Monday, 14 June 2010

Sentance to ponder [sic]

Andrew Sentance (yes, sorry about that) writes in the Sunday Times about inflation and in particular, why it is stubbornly high in the UK compared to the rest of the world.

Taking out the VAT rise, strong oil price and fall in the pound, he notes that:
It appears that instead of pushing down significantly on cost and price increases, the impact of spare capacity on domestic inflation has been muted.
Assuming this is correct - and we must remember that there is an economic recovery under way, so we'd expect some inflation - we are left with an important question. Why is there so little spare capacity in the UK?

It's important not just in order to keep inflation down. More deeply, it matters because real growth in the economy only happens when more productive capacity comes into use. If there is no spare capacity, we can't have growth until we invest in new production, and that takes time.

Sentance points out that:
Unemployment has risen to a lower level the early 1980s and early 1990s — it is at 8% of the labour force rather than 10%. The latest CBI survey shows 62% of manufacturers reporting spare capacity, in line with the average for the decade before the crisis. This evidence is hard to square with the drop in GDP figures...
The 62% figure may hide something - it doesn't tell us how much spare capacity each manufacturer has. If, instead of falling across the board, sales held up for the highest-quality companies and fell disproportionately for the rest, there might now be more capacity unused than in the past. Unfortunately, it would be of the kind that is less likely to come back into use as the economy grows. Successful companies are more likely to invest in building new high-quality capacity than to find clever ways to quickly use the excess that sits in their competitors' factories.
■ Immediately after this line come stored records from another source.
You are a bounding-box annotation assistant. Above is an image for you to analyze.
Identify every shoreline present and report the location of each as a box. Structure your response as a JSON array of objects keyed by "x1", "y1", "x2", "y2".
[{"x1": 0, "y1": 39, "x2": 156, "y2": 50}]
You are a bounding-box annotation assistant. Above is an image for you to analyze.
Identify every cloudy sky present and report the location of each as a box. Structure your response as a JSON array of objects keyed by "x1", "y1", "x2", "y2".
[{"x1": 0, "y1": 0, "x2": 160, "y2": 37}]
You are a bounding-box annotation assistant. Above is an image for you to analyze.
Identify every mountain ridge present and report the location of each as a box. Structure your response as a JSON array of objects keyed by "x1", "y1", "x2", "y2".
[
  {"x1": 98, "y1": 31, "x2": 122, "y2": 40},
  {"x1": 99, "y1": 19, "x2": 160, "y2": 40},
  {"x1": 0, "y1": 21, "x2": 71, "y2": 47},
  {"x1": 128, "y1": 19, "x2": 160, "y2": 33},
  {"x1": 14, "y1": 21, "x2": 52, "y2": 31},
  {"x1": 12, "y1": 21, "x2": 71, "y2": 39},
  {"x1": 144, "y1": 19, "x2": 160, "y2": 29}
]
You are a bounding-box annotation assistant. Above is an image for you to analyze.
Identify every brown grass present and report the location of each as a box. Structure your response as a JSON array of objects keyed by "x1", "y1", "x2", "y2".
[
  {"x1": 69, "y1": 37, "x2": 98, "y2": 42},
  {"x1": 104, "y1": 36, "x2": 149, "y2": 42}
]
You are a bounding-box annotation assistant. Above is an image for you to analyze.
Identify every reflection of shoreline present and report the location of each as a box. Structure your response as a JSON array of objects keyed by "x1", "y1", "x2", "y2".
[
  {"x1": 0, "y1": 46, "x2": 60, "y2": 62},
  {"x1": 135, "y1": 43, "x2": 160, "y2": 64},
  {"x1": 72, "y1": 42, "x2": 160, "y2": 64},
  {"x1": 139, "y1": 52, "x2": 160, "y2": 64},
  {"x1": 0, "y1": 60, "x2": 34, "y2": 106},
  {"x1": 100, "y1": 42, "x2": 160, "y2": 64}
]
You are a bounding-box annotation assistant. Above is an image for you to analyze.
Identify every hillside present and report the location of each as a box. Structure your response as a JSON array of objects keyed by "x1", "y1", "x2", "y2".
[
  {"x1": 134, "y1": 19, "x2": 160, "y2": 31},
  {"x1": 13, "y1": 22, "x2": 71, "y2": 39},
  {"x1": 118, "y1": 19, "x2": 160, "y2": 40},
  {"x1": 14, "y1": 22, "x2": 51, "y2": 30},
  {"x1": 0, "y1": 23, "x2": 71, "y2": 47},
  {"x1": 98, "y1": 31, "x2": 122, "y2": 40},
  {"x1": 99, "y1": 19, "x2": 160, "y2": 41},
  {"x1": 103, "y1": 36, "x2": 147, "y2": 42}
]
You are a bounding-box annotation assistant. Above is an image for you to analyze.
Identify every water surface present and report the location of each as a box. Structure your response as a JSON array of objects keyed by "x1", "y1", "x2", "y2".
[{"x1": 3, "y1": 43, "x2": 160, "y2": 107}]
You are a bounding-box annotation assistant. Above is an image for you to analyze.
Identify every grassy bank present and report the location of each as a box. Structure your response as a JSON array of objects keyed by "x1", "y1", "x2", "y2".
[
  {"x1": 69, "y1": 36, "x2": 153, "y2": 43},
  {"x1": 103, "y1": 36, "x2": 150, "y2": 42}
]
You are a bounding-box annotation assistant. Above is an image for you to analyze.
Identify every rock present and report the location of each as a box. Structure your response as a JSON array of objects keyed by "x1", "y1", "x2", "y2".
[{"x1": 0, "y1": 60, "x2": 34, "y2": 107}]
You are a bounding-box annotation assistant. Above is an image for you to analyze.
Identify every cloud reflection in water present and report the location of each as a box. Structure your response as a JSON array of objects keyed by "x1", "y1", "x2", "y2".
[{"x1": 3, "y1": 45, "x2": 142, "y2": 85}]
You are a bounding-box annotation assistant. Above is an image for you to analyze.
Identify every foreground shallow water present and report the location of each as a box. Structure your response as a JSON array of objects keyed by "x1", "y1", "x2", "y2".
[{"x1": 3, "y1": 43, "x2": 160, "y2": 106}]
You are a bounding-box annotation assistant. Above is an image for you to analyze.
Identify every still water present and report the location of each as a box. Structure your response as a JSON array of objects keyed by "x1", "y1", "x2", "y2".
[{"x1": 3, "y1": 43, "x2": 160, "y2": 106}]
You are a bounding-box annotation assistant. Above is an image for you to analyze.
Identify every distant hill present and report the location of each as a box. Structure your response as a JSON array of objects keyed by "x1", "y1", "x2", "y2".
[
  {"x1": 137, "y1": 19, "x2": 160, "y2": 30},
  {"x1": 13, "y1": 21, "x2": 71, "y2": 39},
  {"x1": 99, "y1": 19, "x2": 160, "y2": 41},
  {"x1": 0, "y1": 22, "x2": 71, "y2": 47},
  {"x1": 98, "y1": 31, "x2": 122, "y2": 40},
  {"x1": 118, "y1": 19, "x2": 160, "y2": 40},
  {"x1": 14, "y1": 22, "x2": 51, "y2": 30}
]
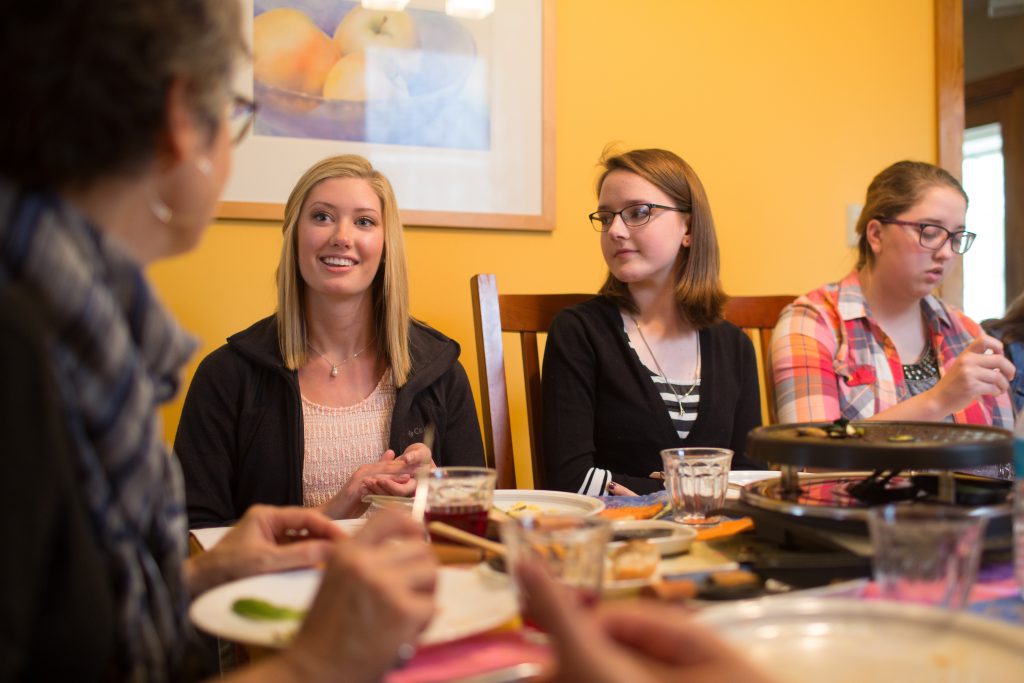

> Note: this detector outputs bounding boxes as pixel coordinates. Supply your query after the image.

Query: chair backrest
[471,273,794,488]
[721,295,796,425]
[471,274,590,489]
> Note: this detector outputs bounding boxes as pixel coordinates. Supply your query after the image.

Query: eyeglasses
[877,218,976,255]
[588,203,688,232]
[228,94,257,146]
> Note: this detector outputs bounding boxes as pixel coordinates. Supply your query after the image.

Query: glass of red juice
[421,466,496,541]
[500,514,610,625]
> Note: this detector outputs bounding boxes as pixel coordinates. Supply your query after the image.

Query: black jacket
[175,315,484,528]
[542,297,762,495]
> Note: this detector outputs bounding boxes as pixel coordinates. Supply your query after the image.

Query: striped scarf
[0,183,197,681]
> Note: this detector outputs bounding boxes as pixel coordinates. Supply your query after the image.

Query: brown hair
[855,160,968,270]
[277,155,412,385]
[596,148,726,328]
[983,291,1024,346]
[0,0,244,189]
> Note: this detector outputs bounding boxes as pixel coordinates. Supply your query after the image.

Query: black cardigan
[542,297,762,495]
[174,315,485,528]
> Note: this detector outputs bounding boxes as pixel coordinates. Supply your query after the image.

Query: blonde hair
[855,160,968,270]
[276,155,411,384]
[596,147,726,328]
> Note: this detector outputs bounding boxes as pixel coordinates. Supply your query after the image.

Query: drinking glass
[661,447,733,525]
[867,504,988,609]
[420,466,496,539]
[500,515,610,608]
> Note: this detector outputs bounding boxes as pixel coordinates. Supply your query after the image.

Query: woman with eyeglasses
[175,154,485,528]
[771,161,1014,467]
[0,2,438,681]
[542,148,762,497]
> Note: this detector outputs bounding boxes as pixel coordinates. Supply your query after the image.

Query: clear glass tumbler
[661,447,733,525]
[867,504,988,609]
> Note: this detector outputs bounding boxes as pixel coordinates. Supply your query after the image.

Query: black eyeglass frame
[229,94,257,146]
[876,217,976,255]
[588,203,689,232]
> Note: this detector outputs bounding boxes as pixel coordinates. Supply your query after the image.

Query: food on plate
[609,540,659,581]
[641,579,699,601]
[231,597,305,622]
[610,526,674,543]
[504,502,544,518]
[599,502,665,521]
[797,418,865,439]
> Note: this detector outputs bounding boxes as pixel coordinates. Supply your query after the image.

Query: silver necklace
[307,338,375,378]
[631,318,700,415]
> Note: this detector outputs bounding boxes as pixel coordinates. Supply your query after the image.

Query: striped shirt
[575,328,701,496]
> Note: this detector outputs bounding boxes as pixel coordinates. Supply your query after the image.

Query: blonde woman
[176,155,484,527]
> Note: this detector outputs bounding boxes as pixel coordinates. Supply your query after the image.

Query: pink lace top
[301,370,395,507]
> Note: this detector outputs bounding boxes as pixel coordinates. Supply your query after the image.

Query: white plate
[726,470,780,500]
[608,520,697,556]
[190,565,516,648]
[492,489,605,517]
[697,597,1024,682]
[189,518,366,552]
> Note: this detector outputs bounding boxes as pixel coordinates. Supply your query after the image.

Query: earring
[195,156,212,177]
[150,197,172,223]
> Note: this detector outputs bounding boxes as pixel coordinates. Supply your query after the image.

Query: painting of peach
[220,0,549,230]
[252,0,489,149]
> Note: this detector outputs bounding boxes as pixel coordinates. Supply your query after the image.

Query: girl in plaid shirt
[771,161,1014,452]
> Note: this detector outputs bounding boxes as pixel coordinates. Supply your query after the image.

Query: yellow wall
[150,0,937,486]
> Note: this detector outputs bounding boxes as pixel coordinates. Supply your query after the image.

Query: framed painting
[219,0,555,231]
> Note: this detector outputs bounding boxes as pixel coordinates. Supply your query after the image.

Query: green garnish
[887,434,916,442]
[231,598,306,622]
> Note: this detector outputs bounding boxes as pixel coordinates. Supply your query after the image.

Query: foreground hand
[931,334,1015,415]
[517,561,776,683]
[283,512,437,683]
[186,505,344,597]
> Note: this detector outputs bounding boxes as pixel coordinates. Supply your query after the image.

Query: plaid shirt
[771,270,1013,429]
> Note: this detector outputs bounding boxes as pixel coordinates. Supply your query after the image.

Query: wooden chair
[471,274,591,489]
[720,295,797,425]
[471,273,795,488]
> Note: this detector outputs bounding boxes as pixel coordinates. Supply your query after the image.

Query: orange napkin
[598,503,666,521]
[694,517,754,541]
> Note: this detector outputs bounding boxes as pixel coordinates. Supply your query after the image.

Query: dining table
[188,488,1024,683]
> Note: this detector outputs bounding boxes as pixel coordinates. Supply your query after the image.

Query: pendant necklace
[307,337,375,378]
[632,317,700,415]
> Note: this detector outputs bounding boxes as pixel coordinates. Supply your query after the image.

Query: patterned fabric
[301,370,395,507]
[0,183,197,682]
[622,324,701,439]
[771,270,1013,430]
[901,345,942,401]
[648,373,699,439]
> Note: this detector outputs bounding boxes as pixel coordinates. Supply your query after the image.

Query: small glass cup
[661,447,733,525]
[420,466,496,540]
[500,515,610,609]
[867,504,988,609]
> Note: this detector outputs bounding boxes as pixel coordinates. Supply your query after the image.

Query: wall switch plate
[846,203,863,247]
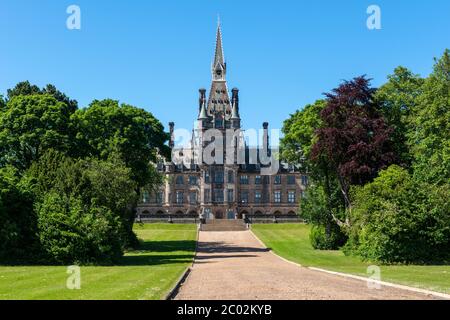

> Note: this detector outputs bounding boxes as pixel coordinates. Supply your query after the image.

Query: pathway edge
[250,229,450,300]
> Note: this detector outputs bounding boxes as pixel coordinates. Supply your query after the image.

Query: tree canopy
[0,83,169,264]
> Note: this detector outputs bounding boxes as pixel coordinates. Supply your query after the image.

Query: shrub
[345,165,450,263]
[310,224,347,250]
[37,193,123,265]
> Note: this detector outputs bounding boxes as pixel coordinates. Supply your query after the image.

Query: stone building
[137,23,307,220]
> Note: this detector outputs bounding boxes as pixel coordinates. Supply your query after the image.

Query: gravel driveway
[174,230,436,300]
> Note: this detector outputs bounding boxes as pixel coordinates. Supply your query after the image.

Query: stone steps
[201,219,248,232]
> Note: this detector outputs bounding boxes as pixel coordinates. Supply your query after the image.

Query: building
[137,23,307,221]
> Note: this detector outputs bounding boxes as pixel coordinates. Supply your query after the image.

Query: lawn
[252,224,450,294]
[0,223,197,300]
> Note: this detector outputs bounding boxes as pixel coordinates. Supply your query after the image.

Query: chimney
[169,122,175,149]
[263,122,269,155]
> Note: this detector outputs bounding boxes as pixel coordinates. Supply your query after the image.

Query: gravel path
[174,230,437,300]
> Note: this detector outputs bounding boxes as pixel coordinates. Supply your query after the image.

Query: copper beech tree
[311,76,396,227]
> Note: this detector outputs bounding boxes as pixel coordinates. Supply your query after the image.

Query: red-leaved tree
[311,76,396,226]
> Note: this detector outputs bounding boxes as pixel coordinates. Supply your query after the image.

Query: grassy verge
[252,223,450,294]
[0,223,197,300]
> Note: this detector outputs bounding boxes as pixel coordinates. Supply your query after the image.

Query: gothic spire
[212,20,226,80]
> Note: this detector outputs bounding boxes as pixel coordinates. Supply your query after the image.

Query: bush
[37,193,123,265]
[345,165,450,263]
[0,166,41,262]
[310,224,347,250]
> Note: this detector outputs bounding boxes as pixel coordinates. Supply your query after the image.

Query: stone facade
[137,23,306,220]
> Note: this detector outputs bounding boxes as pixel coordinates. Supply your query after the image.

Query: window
[189,192,197,204]
[228,171,234,183]
[176,175,184,185]
[288,191,296,203]
[142,191,150,203]
[205,171,210,183]
[274,175,282,185]
[274,191,281,203]
[215,119,223,128]
[176,191,184,204]
[157,191,163,204]
[287,175,296,185]
[301,190,306,199]
[189,176,197,185]
[255,191,262,203]
[204,189,211,203]
[301,175,308,186]
[215,170,224,183]
[227,189,234,202]
[177,164,183,171]
[214,189,224,203]
[240,175,249,185]
[255,175,262,185]
[240,191,249,204]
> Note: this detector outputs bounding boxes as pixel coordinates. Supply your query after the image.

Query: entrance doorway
[227,210,235,220]
[215,210,224,219]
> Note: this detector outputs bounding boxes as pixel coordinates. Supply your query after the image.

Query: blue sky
[1,0,449,132]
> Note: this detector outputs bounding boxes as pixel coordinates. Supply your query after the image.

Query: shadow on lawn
[119,240,197,266]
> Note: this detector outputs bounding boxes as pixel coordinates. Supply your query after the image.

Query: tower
[195,21,241,219]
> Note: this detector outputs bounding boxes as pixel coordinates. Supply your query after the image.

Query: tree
[311,76,396,226]
[346,165,450,263]
[0,94,75,170]
[409,50,450,185]
[7,81,78,112]
[0,166,40,262]
[37,193,123,265]
[0,95,5,111]
[71,99,169,188]
[281,100,326,170]
[6,81,41,98]
[282,100,346,248]
[26,150,139,249]
[375,67,424,167]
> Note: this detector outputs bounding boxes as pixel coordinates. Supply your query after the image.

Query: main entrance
[214,210,224,219]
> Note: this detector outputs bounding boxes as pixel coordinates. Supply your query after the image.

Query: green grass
[252,224,450,294]
[0,223,197,300]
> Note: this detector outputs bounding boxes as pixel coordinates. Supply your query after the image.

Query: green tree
[37,193,123,265]
[346,165,450,263]
[0,166,40,262]
[71,99,169,188]
[409,50,450,185]
[0,95,5,111]
[281,100,326,170]
[6,81,78,112]
[375,67,424,167]
[0,94,75,170]
[282,100,345,249]
[26,150,139,249]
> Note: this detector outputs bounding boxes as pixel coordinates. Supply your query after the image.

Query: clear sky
[1,0,449,132]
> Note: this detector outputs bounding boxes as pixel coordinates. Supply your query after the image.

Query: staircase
[200,219,248,232]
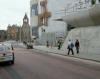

Similarly with the labour force - which is a more important component of economic capacity in the UK economy than the capital stock. Unemployment has risen a few percentage points, but perhaps the people who lost their jobs were mostly the marginal employees - who are unlikely to contribute much to productive growth in the recovery. There is, unfortunately, a large number of people in the UK without many marketable skills.

One of the most important meanings of the economists' beloved word "flexibility" in the economy is its ability to bring marginal resources into useful operation. Marginal labour and capital will only be employed if there are creative people ready to figure out how to make that happen.

It's a cliche to bemoan the lack of two things in the British economy: management skills and an educated workforce - but I fear that lack is exactly what leads to the OBR's new estimate of spare capacity in the UK: a frighteningly tiny 2%.

1 comment:

ROFO said...

Come to Tunisia and you'll forget about inflation in UK ! we pay 18% VAT, hundreds of thousands of jobless people...not convinced? OK, just to summarize it for you:

80% of people work for TWO DAYS just to buy 1 Kg of lamb!